Se non si risale a quella sorgente profonda la fraternità finisce per essere una parola vuota, un concetto ribadito dal Papa nell’omelia di domenica: «Perciò Gesù ci invita a guardare e contemplare il cuore del Padre. Solo da qui potremo riscoprirci ogni giorno come fratelli. Solo a partire da questo orizzonte ampio, capace di aiutarci a superare le nostre miopi logiche di divisione [...] Perché invece di misurarci o classificarci in base ad una condizione morale, sociale, etnica o religiosa, possiamo riconoscere che esiste un’altra condizione che nessuno potrà cancellare né annientare dal momento che è puro dono: la condizione di figli amati, attesi e festeggiati dal Padre».

C’è un’altra condizione che non è quella dell’orizzonte angusto della materialità, come ha precisato il Papa nel secondo incontro, dedicato ai migranti, di sabato al Centro Caritas Diocesana: «Il progresso dei nostri popoli non si può misurare solo dallo sviluppo tecnologico o economico.

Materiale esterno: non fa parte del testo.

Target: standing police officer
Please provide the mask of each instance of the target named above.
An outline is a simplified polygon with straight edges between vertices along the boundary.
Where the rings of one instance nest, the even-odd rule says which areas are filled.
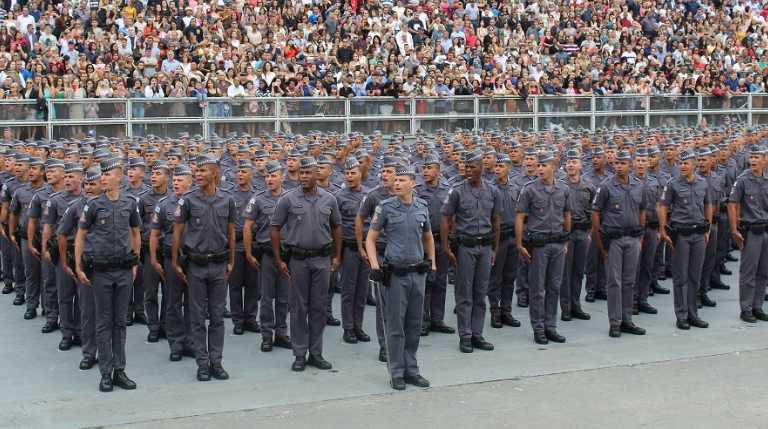
[[[385,286],[387,358],[395,390],[404,390],[406,383],[429,387],[429,381],[419,373],[416,352],[424,312],[426,274],[430,269],[434,272],[437,266],[427,204],[414,198],[414,186],[415,173],[399,167],[395,173],[395,197],[376,207],[366,238],[371,276]],[[376,251],[381,230],[387,232],[383,265]]]
[[[301,159],[299,181],[300,187],[277,202],[271,222],[272,252],[291,288],[291,338],[296,358],[291,369],[303,371],[309,364],[326,370],[332,366],[322,355],[323,331],[328,282],[341,255],[341,215],[336,198],[317,186],[314,158]],[[281,228],[285,228],[284,233]],[[282,234],[288,247],[288,263],[280,255]]]
[[[217,380],[229,378],[221,359],[227,277],[235,263],[237,211],[232,196],[217,188],[219,177],[218,160],[211,154],[199,156],[197,188],[179,199],[173,225],[172,264],[189,288],[198,381],[209,381],[211,376]],[[179,251],[186,259],[186,273],[179,262]]]
[[[81,283],[93,287],[99,390],[110,392],[113,385],[136,388],[125,374],[125,317],[141,246],[141,217],[136,199],[120,192],[120,160],[104,161],[101,171],[104,193],[88,200],[80,216],[75,271]],[[85,254],[86,239],[93,253]]]
[[[592,204],[592,234],[606,262],[608,335],[614,338],[622,332],[645,335],[645,329],[632,323],[646,201],[642,183],[629,174],[631,161],[626,150],[616,154],[616,175],[597,188]]]
[[[483,338],[485,299],[491,266],[499,248],[501,220],[499,194],[482,180],[483,154],[472,151],[465,155],[467,179],[451,189],[443,204],[440,236],[447,237],[455,229],[458,255],[443,240],[443,252],[456,269],[456,316],[459,349],[493,350]]]
[[[273,346],[292,348],[288,336],[288,279],[275,266],[270,241],[270,219],[277,201],[285,194],[283,166],[269,161],[265,167],[266,190],[254,195],[245,207],[243,247],[248,264],[259,271],[261,302],[261,351],[271,352]],[[282,248],[282,244],[281,244]]]
[[[768,322],[763,311],[768,278],[768,184],[765,178],[766,149],[755,144],[749,149],[749,170],[733,184],[728,199],[731,234],[741,250],[739,302],[741,320]]]
[[[667,183],[658,205],[661,239],[672,249],[672,281],[678,329],[706,328],[697,298],[712,205],[707,181],[696,174],[696,154],[680,152],[680,175]]]
[[[557,332],[557,305],[571,230],[569,189],[555,180],[551,152],[539,154],[538,161],[539,180],[520,191],[515,236],[521,257],[530,261],[528,308],[533,339],[537,344],[564,343],[565,337]]]

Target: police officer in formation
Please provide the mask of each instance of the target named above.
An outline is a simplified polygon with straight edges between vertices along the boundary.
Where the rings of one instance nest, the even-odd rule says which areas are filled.
[[[189,288],[190,329],[198,381],[229,378],[221,361],[227,277],[235,264],[237,209],[232,195],[217,186],[218,162],[212,155],[201,155],[197,159],[197,187],[179,198],[174,213],[171,263],[179,279]],[[179,252],[184,254],[184,262],[180,261]]]
[[[125,374],[125,316],[141,250],[141,216],[137,200],[120,190],[121,161],[104,161],[101,171],[104,192],[85,203],[78,222],[75,273],[80,283],[93,288],[99,390],[109,392],[115,385],[136,388]],[[92,253],[85,253],[86,241]]]
[[[296,371],[330,369],[334,282],[349,344],[369,341],[379,290],[379,359],[396,389],[429,384],[416,351],[420,335],[454,332],[449,283],[462,352],[493,348],[486,305],[491,326],[519,326],[513,288],[534,340],[564,342],[558,304],[563,321],[590,318],[585,273],[584,300],[608,298],[612,337],[645,332],[632,316],[658,313],[667,266],[678,328],[705,327],[699,306],[728,287],[732,243],[740,316],[756,323],[768,320],[766,139],[737,126],[460,130],[412,146],[358,133],[2,143],[3,292],[28,319],[42,308],[59,349],[82,346],[80,368],[98,362],[105,391],[135,387],[125,327],[145,318],[171,361],[226,379],[227,301],[235,334],[261,330],[261,350],[292,349]]]
[[[427,203],[415,197],[415,179],[413,170],[406,166],[397,168],[392,189],[395,196],[376,207],[366,238],[371,273],[384,285],[387,363],[395,390],[405,390],[406,384],[429,387],[429,381],[420,373],[416,352],[426,276],[428,271],[436,271],[437,266]],[[379,261],[376,240],[382,230],[386,231],[387,245],[384,259]]]

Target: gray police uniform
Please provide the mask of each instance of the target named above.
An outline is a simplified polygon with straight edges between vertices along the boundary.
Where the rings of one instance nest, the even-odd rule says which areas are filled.
[[[331,227],[341,223],[336,198],[317,188],[305,193],[296,188],[280,197],[272,226],[282,227],[281,238],[290,252],[291,339],[293,354],[305,357],[323,352],[327,321],[328,284],[331,278]]]
[[[534,332],[557,327],[557,305],[565,268],[568,232],[565,214],[570,209],[570,190],[558,180],[546,185],[539,179],[520,191],[517,212],[525,213],[523,242],[530,249],[528,310]]]
[[[592,204],[592,210],[600,212],[600,235],[608,251],[606,289],[611,326],[632,322],[640,237],[644,233],[640,211],[645,210],[645,204],[643,185],[632,176],[626,184],[616,176],[603,182]]]
[[[478,187],[465,180],[451,189],[443,204],[443,215],[455,216],[456,239],[456,318],[459,337],[482,337],[485,325],[485,299],[491,275],[493,216],[501,201],[493,186]]]
[[[42,251],[42,233],[45,214],[48,210],[48,201],[53,195],[53,188],[49,185],[43,186],[43,189],[32,196],[32,202],[29,206],[29,218],[37,220],[37,231],[35,231],[34,246],[38,251]],[[40,258],[40,289],[42,294],[43,310],[45,318],[51,323],[57,323],[59,320],[59,303],[56,290],[56,268],[53,264]]]
[[[275,197],[271,191],[263,191],[254,195],[245,207],[246,218],[253,221],[253,256],[259,260],[261,336],[268,342],[288,337],[288,280],[275,266],[270,242],[270,220],[283,195],[285,192]]]
[[[427,276],[427,286],[424,294],[424,320],[428,323],[442,323],[445,318],[445,296],[448,286],[448,257],[443,253],[442,240],[448,237],[440,236],[443,202],[451,191],[448,182],[440,180],[435,187],[421,184],[416,187],[419,198],[427,202],[429,223],[432,225],[432,237],[435,240],[435,264],[437,271]]]
[[[560,310],[565,315],[581,311],[581,283],[587,263],[592,229],[592,199],[595,187],[582,177],[578,182],[566,178],[571,203],[571,236],[565,254],[565,269],[560,287]]]
[[[651,283],[654,281],[654,266],[656,258],[656,248],[658,246],[659,234],[659,215],[656,213],[656,202],[661,196],[663,186],[659,181],[650,175],[644,178],[638,178],[645,189],[646,210],[645,210],[645,231],[643,233],[643,244],[640,249],[640,265],[637,267],[637,279],[635,283],[635,296],[633,305],[648,303],[648,295],[651,290]]]
[[[151,333],[159,333],[165,330],[165,302],[158,305],[157,291],[160,286],[160,275],[152,267],[152,258],[149,257],[149,231],[152,215],[155,212],[157,202],[167,195],[156,193],[153,189],[139,195],[139,213],[141,214],[141,270],[142,286],[144,289],[144,298],[142,301],[141,313],[146,312],[147,327]],[[165,284],[162,286],[162,299],[167,295]],[[138,305],[138,304],[137,304]],[[136,311],[137,313],[139,311]]]
[[[253,189],[247,191],[236,187],[232,191],[235,200],[235,266],[229,275],[229,307],[232,323],[255,330],[259,326],[259,277],[256,270],[245,260],[243,250],[243,223]]]
[[[515,218],[517,214],[517,199],[520,196],[520,186],[513,181],[503,185],[494,182],[499,193],[499,216],[501,218],[501,239],[496,261],[491,269],[488,302],[491,313],[512,312],[512,294],[515,288],[515,277],[518,270],[518,252],[515,242]]]
[[[660,204],[669,207],[668,229],[674,241],[672,282],[677,320],[698,317],[697,297],[704,265],[704,234],[709,224],[704,216],[710,204],[707,181],[694,176],[672,179],[661,194]]]
[[[384,288],[387,327],[387,359],[391,377],[419,375],[416,352],[419,348],[424,311],[426,270],[413,269],[424,262],[420,239],[431,231],[427,203],[414,198],[409,205],[397,197],[376,208],[371,229],[386,231],[384,261],[393,270]]]
[[[174,222],[186,225],[182,252],[187,258],[192,346],[198,367],[221,364],[229,257],[227,228],[236,218],[234,199],[218,189],[213,196],[205,195],[200,188],[189,191],[176,206]]]
[[[125,369],[125,316],[132,282],[130,264],[138,255],[131,249],[131,228],[141,226],[136,199],[120,193],[116,201],[105,194],[89,199],[79,228],[86,231],[93,261],[88,273],[96,303],[96,345],[102,375]]]
[[[149,225],[151,229],[162,234],[158,248],[162,247],[162,265],[165,272],[163,280],[165,304],[165,334],[171,352],[183,353],[184,350],[194,350],[192,347],[192,327],[189,309],[189,288],[179,279],[171,265],[173,247],[173,223],[176,206],[179,199],[175,194],[161,198],[155,206],[155,212]]]
[[[96,359],[96,298],[93,288],[85,286],[64,271],[64,264],[69,264],[73,272],[75,270],[75,233],[86,202],[88,199],[82,195],[55,195],[51,200],[48,219],[60,217],[56,235],[64,236],[67,241],[67,254],[59,255],[56,264],[61,336],[80,338],[83,358]],[[86,237],[83,254],[92,253],[91,240]]]
[[[9,212],[17,216],[16,235],[20,247],[22,262],[24,264],[24,281],[26,290],[27,309],[37,309],[40,305],[40,260],[29,250],[27,241],[27,224],[29,221],[29,208],[32,199],[43,187],[33,188],[31,183],[25,183],[13,194]],[[18,240],[21,238],[21,240]]]
[[[744,237],[739,264],[742,312],[761,311],[768,281],[768,183],[747,170],[738,176],[729,202],[740,207],[738,228]]]
[[[336,193],[341,213],[341,323],[345,331],[363,329],[365,300],[368,297],[370,267],[360,258],[355,240],[355,218],[365,190],[355,191],[345,186]]]

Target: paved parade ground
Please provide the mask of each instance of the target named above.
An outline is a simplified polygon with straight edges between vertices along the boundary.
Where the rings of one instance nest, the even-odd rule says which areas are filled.
[[[291,352],[259,351],[259,334],[225,340],[229,381],[195,380],[193,359],[168,361],[168,346],[145,342],[145,326],[128,328],[126,372],[135,391],[98,392],[97,369],[79,371],[79,348],[60,352],[58,332],[0,298],[0,427],[139,428],[378,428],[449,427],[759,428],[768,425],[768,323],[739,320],[738,263],[723,277],[729,291],[712,291],[714,309],[700,310],[708,329],[674,326],[672,295],[650,302],[655,316],[635,316],[643,337],[608,337],[606,302],[585,303],[590,321],[560,322],[564,345],[533,343],[527,309],[513,308],[523,327],[486,328],[496,350],[458,351],[455,335],[422,337],[422,374],[433,387],[389,388],[378,345],[341,341],[325,331],[328,372],[293,373]],[[671,287],[671,281],[662,283]],[[452,292],[449,290],[449,316]],[[338,317],[338,296],[334,303]],[[373,307],[366,330],[375,333]]]

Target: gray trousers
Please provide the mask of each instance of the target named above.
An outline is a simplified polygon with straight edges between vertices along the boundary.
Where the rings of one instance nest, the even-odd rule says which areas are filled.
[[[165,271],[165,334],[172,352],[181,353],[192,347],[192,323],[189,309],[189,288],[187,288],[171,265],[171,256],[164,257]]]
[[[152,267],[149,255],[144,257],[141,274],[144,276],[144,308],[147,314],[147,327],[149,332],[157,333],[165,324],[165,302],[160,302],[157,298],[161,285],[160,275]],[[162,292],[162,301],[165,301],[165,284],[162,284]]]
[[[96,348],[102,375],[125,369],[125,315],[131,299],[132,276],[131,270],[91,274],[96,304]]]
[[[326,305],[331,259],[291,258],[291,341],[293,355],[323,353],[323,332],[328,320]]]
[[[370,273],[357,250],[345,247],[341,256],[341,325],[345,331],[363,329]]]
[[[59,295],[56,286],[56,266],[47,261],[40,261],[43,309],[45,320],[51,323],[59,322]]]
[[[245,260],[245,252],[235,252],[235,266],[229,275],[229,309],[232,323],[257,324],[259,321],[259,274]]]
[[[392,378],[419,374],[416,352],[424,319],[426,274],[392,275],[389,287],[383,288],[387,306],[387,359]]]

Esso dipende soprattutto dalla capacità di lasciarsi smuovere e commuovere da chi bussa alla porta e col suo sguardo scredita ed esautora tutti i falsi idoli che ipotecano e schiavizzano la vita; idoli che promettono una felicità illusoria ed effimera, costruita al margine della realtà e della sofferenza degli altri». Il Papa continua il suo viaggio come “servitore della speranza”, indicando all’uomo la possibilità di una felicità non illusoria, da ricercare alla fonte originaria, che risiede nello sguardo misericordioso di Dio Padre.